We compared PathIntegrate to the state-of-the-art multi-omics integration method DIABLO from MixOmics [11,43]. To the best of our knowledge, DIABLO is the most similar multi-omics integration method developed to date which makes use of a multi-view framework. As DIABLO is flexible as to the input data matrices, we compared standard DIABLO (using molecular-level omics data, ‘DIABLO molecular-level’), as well as a pathway-based DIABLO (‘DIABLO pathway’) using the same ssPA-transformed omics matrices as input to PathIntegrate Multi-View. Importantly, although we are comparing the performance of PathIntegrate to DIABLO, we do not expect significant increases in predictivity or ability to detect the target pathway, due to the similarity of the underlying generalised canonical correlation analysis model to MB-PLS. Instead, we aim to highlight the flexibility of using pathway scores as input to supervised integrative models, such as DIABLO, and that even using different multivariate algorithms can yield predictive models capable of identifying target pathways with high sensitivity and specificity, and thus generating more interpretable results.

A fundamental question is whether modelling data using pathways can yield improvements in predictive performance compared to using molecular level data. Fig 4A shows the ability of PathIntegrate Multi-View, PathIntegrate Single-View, and DIABLO to predict samples in an unseen test set based on AUROC (Fig 4A, Fig H in S1 Supporting Information). All methods began to discriminate sample classes even at low effect sizes (0.1–0.25), concordant with findings from the univariate simulation. The pathway-based models (PathIntegrate Multi-View, Single-View and ‘DIABLO pathway’) exhibited improved performance compared to the ‘DIABLO molecular-level’ (standard) model across all effect sizes. As effect size increased from 0.25–1.0 the PathIntegrate methods performed similarly to ‘DIABLO pathway’. Overall, these results suggest that using pathway-level models may yield improved predictive performance compared to molecular-level models.

We also compared the predictive performance of PathIntegrate models using pathways from two different databases, Reactome and KEGG, as well as the performance of MB-PLS and PLS models using the molecular-level data (i.e. PathIntegrate without the pathway-transformation step) (Fig 4C/Fig E in S1 Supporting Information shows PathIntegrate Multi-View and Fig H/Fig I in S1 Supporting Information show PathIntegrate Single-View and DIABLO).

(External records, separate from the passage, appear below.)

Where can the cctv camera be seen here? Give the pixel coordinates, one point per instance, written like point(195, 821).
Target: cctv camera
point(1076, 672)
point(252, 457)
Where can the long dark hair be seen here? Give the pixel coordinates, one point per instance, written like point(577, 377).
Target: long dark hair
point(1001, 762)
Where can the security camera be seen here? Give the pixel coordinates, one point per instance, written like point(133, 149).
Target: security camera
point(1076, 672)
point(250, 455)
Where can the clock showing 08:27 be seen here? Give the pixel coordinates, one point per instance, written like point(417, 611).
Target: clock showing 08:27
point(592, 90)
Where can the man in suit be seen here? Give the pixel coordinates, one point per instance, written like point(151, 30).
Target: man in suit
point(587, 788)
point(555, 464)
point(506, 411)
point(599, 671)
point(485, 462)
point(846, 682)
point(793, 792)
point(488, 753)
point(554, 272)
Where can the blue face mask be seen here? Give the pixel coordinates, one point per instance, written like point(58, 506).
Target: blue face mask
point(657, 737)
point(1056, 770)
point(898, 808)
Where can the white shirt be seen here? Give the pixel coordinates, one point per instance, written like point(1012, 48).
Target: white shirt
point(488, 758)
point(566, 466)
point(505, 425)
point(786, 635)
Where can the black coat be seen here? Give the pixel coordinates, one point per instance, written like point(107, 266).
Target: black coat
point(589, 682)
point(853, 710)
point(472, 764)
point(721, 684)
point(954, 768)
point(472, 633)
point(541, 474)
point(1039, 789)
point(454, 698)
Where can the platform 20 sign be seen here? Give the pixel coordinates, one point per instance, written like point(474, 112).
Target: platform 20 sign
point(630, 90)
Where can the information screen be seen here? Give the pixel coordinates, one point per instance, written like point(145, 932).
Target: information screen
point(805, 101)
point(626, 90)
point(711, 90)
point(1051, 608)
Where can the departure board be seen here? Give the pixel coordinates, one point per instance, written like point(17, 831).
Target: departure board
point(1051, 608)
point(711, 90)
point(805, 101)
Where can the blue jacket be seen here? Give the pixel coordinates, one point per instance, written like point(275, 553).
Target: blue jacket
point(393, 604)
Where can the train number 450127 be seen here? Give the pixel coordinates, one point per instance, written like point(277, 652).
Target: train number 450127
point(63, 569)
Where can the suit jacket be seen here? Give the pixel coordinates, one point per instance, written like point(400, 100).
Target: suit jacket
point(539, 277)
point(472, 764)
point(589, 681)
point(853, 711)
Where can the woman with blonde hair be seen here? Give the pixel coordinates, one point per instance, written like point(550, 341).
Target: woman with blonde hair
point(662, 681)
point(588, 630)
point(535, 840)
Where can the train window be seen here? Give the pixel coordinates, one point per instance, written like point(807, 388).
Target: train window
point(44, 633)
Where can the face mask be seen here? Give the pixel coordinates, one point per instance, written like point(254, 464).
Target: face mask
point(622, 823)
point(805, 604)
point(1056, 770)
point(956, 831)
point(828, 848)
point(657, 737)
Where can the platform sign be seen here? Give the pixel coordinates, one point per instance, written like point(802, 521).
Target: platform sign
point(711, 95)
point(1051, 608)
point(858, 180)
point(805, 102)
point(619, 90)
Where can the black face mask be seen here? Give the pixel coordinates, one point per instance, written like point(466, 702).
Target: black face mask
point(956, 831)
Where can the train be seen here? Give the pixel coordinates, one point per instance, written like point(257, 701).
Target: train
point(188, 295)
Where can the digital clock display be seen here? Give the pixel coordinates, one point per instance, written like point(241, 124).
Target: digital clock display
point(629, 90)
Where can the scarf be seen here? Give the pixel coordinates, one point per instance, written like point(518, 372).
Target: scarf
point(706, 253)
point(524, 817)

Results for the molecular level simulation can vary depending on the number of molecules enriched at each realisation, which correspond to the size of the pathway in the equivalent pathway-level simulation. Because Reactome and KEGG have differing distributions of pathway sizes [44], we randomly sampled the number of molecules enriched in each realisation based on the combined distribution of Reactome and KEGG pathway sizes, in order to reduce dependence on database pathway size. At lower effect sizes (0.1–0.25), both the molecular and pathway-level models performed similarly, whereas at moderate-to-high effects the pathway-based models exhibited an increase in predictive performance concordant with trends observed in Fig 4A. Models based on KEGG pathways appear to perform marginally better than Reactome pathways at larger effect sizes, which may be due to KEGG pathways being larger on average (see Fig D and Table A in S1 Supporting Information for pathway database size statistics).

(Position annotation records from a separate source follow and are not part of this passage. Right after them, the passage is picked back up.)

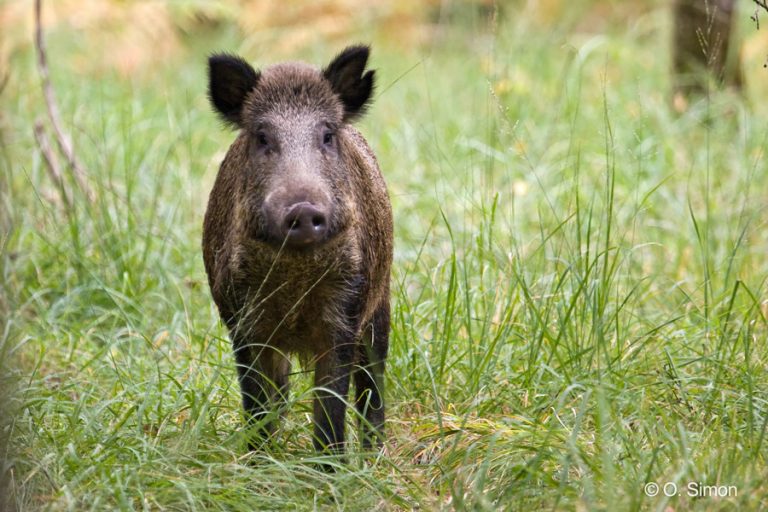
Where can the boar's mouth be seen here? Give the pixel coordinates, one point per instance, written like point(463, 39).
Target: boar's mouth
point(301, 227)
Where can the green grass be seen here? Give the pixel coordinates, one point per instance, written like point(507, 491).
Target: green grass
point(579, 288)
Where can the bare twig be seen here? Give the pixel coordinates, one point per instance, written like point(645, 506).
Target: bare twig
point(51, 162)
point(62, 139)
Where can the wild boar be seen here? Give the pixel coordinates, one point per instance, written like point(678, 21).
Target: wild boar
point(297, 240)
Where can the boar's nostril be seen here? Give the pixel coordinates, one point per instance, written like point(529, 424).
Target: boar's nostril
point(304, 224)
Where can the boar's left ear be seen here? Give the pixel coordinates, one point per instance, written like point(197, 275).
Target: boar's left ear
point(230, 79)
point(348, 80)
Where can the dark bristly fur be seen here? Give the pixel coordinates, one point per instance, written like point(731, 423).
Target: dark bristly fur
point(297, 240)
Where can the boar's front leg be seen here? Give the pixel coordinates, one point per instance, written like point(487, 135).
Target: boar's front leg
point(369, 378)
point(332, 372)
point(263, 374)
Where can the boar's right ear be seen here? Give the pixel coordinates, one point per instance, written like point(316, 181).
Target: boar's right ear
point(230, 79)
point(350, 81)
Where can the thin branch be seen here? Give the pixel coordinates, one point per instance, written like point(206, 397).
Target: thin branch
point(62, 139)
point(51, 163)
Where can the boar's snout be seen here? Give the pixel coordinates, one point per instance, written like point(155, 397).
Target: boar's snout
point(304, 225)
point(300, 219)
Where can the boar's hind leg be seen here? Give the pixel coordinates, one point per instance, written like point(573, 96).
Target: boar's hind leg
point(369, 378)
point(263, 374)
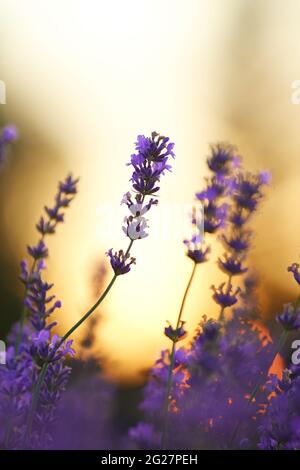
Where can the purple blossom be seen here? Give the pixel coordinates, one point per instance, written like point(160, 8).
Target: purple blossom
point(289, 318)
point(231, 266)
point(39, 251)
point(149, 164)
point(67, 189)
point(8, 134)
point(120, 262)
point(222, 159)
point(225, 297)
point(294, 268)
point(176, 334)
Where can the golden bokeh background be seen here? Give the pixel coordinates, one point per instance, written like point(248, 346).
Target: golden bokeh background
point(83, 78)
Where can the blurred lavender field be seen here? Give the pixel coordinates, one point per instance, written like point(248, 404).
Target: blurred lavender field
point(235, 385)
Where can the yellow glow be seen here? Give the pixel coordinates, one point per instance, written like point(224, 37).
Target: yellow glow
point(87, 77)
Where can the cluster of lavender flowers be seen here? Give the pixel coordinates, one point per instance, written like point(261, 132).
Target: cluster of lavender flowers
point(8, 134)
point(149, 163)
point(215, 393)
point(220, 394)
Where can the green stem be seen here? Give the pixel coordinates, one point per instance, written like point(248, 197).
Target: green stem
point(37, 388)
point(168, 395)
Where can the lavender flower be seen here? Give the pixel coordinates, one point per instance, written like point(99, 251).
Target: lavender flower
point(176, 334)
point(8, 134)
point(120, 262)
point(149, 164)
point(67, 189)
point(289, 318)
point(294, 268)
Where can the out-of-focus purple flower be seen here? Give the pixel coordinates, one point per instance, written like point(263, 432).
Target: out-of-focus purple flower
point(225, 296)
point(39, 251)
point(67, 189)
point(176, 334)
point(39, 303)
point(120, 262)
point(196, 250)
point(149, 163)
point(223, 157)
point(289, 318)
point(211, 388)
point(44, 349)
point(8, 134)
point(294, 268)
point(279, 427)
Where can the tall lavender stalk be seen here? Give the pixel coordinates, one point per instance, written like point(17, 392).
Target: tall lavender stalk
point(221, 163)
point(149, 164)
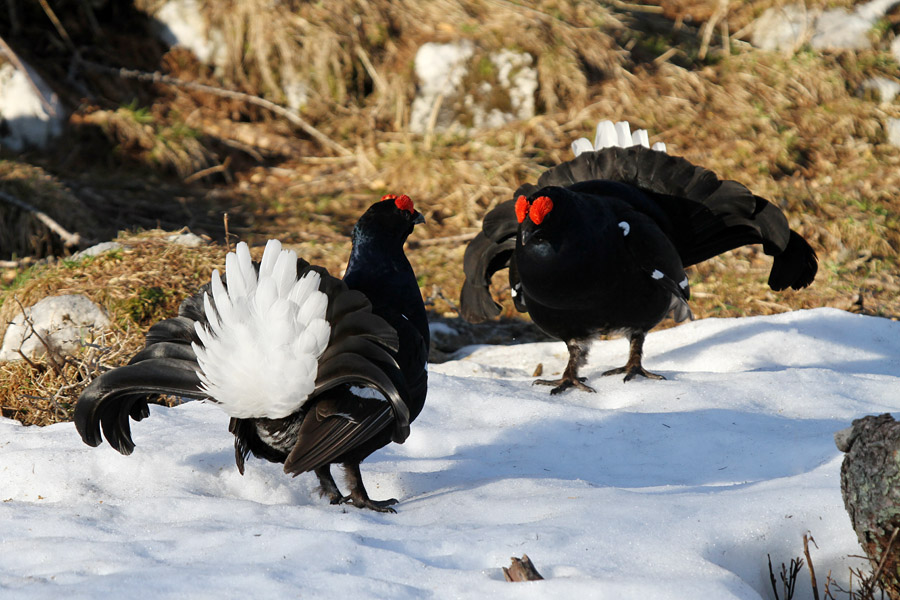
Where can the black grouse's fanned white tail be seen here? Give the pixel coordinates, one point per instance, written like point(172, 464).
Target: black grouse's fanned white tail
point(287, 351)
point(613, 208)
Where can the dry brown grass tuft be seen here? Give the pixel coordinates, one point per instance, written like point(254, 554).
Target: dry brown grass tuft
point(137, 286)
point(791, 128)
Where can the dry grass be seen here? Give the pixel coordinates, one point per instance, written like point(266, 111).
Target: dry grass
point(137, 286)
point(792, 128)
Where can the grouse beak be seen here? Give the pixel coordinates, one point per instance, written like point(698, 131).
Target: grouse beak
point(524, 235)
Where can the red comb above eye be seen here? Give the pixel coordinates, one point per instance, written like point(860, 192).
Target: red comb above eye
point(404, 202)
point(540, 208)
point(521, 208)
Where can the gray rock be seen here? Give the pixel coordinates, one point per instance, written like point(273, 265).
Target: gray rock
point(97, 250)
point(462, 88)
point(63, 322)
point(895, 49)
point(789, 27)
point(838, 29)
point(884, 89)
point(187, 238)
point(783, 28)
point(30, 112)
point(870, 486)
point(181, 23)
point(440, 69)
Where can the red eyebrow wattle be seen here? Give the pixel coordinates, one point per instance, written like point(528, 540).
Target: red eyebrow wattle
point(521, 208)
point(540, 208)
point(402, 202)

We next evaluated the ability of PathIntegrate and ‘DIABLO pathway’ to accurately detect the target enriched pathway. (Fig 4B, Fig H in S1 Supporting Information). For PathIntegrate Single-View and Multi-View methods, variable importance in projection (VIP and multi-block-VIP) were used to evaluate feature importances41. p-values for the significance of each pathway feature VIP or MB-VIP value were computed empirically based on 10,000 sample permutations with BH-FDR correction. For ‘DIABLO pathway’, the RGCCA loadings on component 1 were used to infer feature importance, and p-values were subsequently computed using the same permutation testing approach. A true positive enriched pathway was defined as being the target enriched pathway and having an adjusted p-value of ≤ 0.05 (see Methods for full description of the confusion matrix computation). Both PathIntegrate and DIABLO models performed well in terms of target pathway detection, even being able to detect the target pathway with high AUC (≥0.90) at low effect and high noise scenarios (effect size = 0.25). PathIntegrate Multi-View performed almost identically to ‘DIABLO pathway’. All methods experience a decrease in AUC at higher effect sizes (0.5–1), which is expected due to pathways overlapping with the target pathway reaching significance, and in-built normalisation of the model weights/loadings causing the magnitude of the coefficient of the target pathway to shrink slightly in comparison to those of highly overlapping pathways. For simplicity, these overlapping pathways are treated as false positives, though they contain truly differentially abundant molecules. Thus, this decrease does not point to a lower performance of the method in identifying pathways relevant to prediction of the outcome. Furthermore, while the primary emphasis of this work is not on contrasting regularized and non-regularized models, it is worth noting that sparse models are widely used for feature selection. We also compared the ability of the models to select the target pathway with a sparse version of DIABLO (using the L1 norm, see Methods) (Fig F/Fig H in S1 Supporting Information). At low to moderate effect sizes, the sparse model identified the target pathway at similar AUC to the PathIntegrate/non-regularised DIABLO model, but at high effect sizes it showed slight improvements in target pathway identification as the sparsity constraint prevented high numbers of overlapping pathways reaching significance.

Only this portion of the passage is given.